Extraterrestrial life
In 2012, we have found no clues on the existence of extraterrestrial life whatsoever. But we did gain a lot of knowledge about planets that could potentially harbour it. We have found several planets that are not in our solar system, so-called exoplanets, that have similar characteristics to earth. Examples include the planets HD 40307, Kepler 22-b, or the planets that orbit a star called GJ 667C. It is hypothesized that there are actually billions of such planets in our galaxy. Considering the fact that there are billions and billions of galaxies, there is no doubt that there must be live elsewhere in our universe. The question then becomes, when will we find it?
Peculiar research
Some studies are not really useful, but are nevertheless quite interesting. Apparently, we can identify each other's age by smell and we find that women who are ovulating dance more attractively. Or what to think of bacteria that sacrifice themselves for the good of others? And despite the fact that it is quite useless information, we do know now that foetuses yawn in the womb. In 2012, someone also jumped from a height that can basically be considered outer space; not really a scientific discovery, but still an amazing achievement.

Nobel prizes
This year, the Nobel prize for physics was awarded to scientists that pioneered research in quantum physics. Serge Haroche and David Wineland both developed methods allowing us to study quantum systems, meaning sub-atomic particles, without actually disturbing them. Because of their delicate nature, it often happens that the measurement disturbs the quantum system. But with the technology developed by Haroche and Wineland, we have been able to greatly expand our knowledge on what happens on a sub-atomic level.

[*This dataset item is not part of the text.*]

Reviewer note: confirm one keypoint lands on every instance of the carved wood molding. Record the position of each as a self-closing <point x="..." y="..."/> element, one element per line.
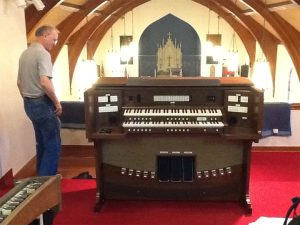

The Nobel prize for medicine was also awarded to two scientists. John Gurden and Shinya Yamanaka contributed to stem cell research, the latter being the most famous. Yamanaka developed a simple way to turn ordinary cells into stem cells, which means it is no longer necessary to use stem cells derived from embryos. Gurden was responsible for the technology that eventually gave us cloning, leading to the world-famous sheep Dolly.

It is clear that we are continuously expanding our knowledge about natural phenomena, either on the level of incredibly small quantum mechanics, or the unimaginable vastness of the universe. Therefore, I am looking forward to the year to come, as many existing scientific discoveries are awaiting.